Ailey O’Toole
Staff Writer
Since before he was elected, President Barack Obama has pledged to shut down the military prison at Guantanamo Bay in Cuba, a facility that holds suspected members of terrorist groups capture overseas.
Though he has hit roadblock after roadblock, Obama has managed to whittle down the number of detainees from 241 to 107 during his time in office and he’s said he hopes to get that number below 100 during his time left in the White House.
President Obama has stated, and I have to agree that “instead of serving as a tool to counter terrorism, Guantanamo became a symbol that helped al-Qaeda recruit terrorists to its cause. Indeed, the existence of Guantanamo likely created more terrorists around the world than it ever detained.”
It is likely that terrorist leaders use the prison as a reason to continue their fight with America. “Gitmo” represents a great propaganda tool for those leaders to rally new recruits around, giving their cause a great reason to persist.
Another point of contention when it comes to Guantanamo Bay is the treatment of its inmates. Many of them are so poorly treated that they choose to participate in hunger strikes. For example, Tariq Ba Odah, a Yemeni cleared for release in 2009, has maintained a hunger strike since 2007. He is kept alive only by twice-daily forced feeding, a practice that has been deemed as torture by some.
Gitmo is also known as a prison that has used waterboarding techniques to solicit information from prisoners. I think we can all agree that waterboarding is horrific and inhumane. These kinds of practices in a prison are plenty of reason to shut it down.
Legally, Gitmo is a mess. It is a legal no-man’s-land. There is no civilian legal authority and US military authority is limited. Prisoners can be kept without due process. It violates the Geneva Conventions by stealthy avoiding the term “prisoner-of-war camp” and instead referring to prisoners as “enemy combatants.”
Prisoners have no way to prove their innocence because they are not given the right to legal representation or a fair trial. To date, not one of the nearly 800 incarcerated individuals at Guantanamo has been charged with any kind of crime recognized under either US or international law. How does that make Gitmo a prison? It sounds more like a holding place for “prisoners” that the US government thinks might be of use.
In early 2015, retired Maj. Gen. Michael Lehnert, who helped create the Guantanamo Bay prison we know today, came forward and expressed his desire to see the prison shut down: “Why do I want Guantanamo shuttered? Because it was always envisioned to be a temporary facility.”
Maj. Gen. Lehnert went on to say that the prison was supposed to be a safe and appropriate place to hold detainees during the winter, but when he arrived on sight, he was concerned about the “convoluted” process for deciding what to do with prisoners.
There seems to be much corruption within the system that controls Guantanamo Bay.

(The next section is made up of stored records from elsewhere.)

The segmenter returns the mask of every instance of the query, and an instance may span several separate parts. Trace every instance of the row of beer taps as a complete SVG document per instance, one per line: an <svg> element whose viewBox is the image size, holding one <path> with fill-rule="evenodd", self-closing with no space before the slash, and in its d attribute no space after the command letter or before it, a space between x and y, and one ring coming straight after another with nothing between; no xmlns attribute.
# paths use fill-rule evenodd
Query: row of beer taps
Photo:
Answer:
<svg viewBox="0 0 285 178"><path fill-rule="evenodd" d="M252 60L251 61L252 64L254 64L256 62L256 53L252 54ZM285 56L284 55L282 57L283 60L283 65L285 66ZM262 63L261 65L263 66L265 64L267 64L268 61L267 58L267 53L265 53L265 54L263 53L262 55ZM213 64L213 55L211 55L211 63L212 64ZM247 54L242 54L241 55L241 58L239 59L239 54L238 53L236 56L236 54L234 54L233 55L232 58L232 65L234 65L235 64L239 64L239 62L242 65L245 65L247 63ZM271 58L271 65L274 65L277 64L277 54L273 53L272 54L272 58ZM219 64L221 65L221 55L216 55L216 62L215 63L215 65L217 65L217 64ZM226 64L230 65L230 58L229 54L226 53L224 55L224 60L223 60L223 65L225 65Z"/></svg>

As if there weren’t enough moral and legal reasons to close Guantanamo, it is by comparison the world’s most expensive prison.
The annual cost per detainee stands at $3,345,061, according to Maj. Gen. Lehnert’s. With 107 prisoners, that’s $357,921,527 a year. Granted, that’s less than the $600 million it would take to close the prison, but we would only have to spend that money once to close the prison, rather than spending $360 million a year.
If you don’t believe the injustice being done to the prisoners or the ability of terrorist leaders to use these many violations as recruiting tools is enough reason, then hopefully the financial issues are reason enough.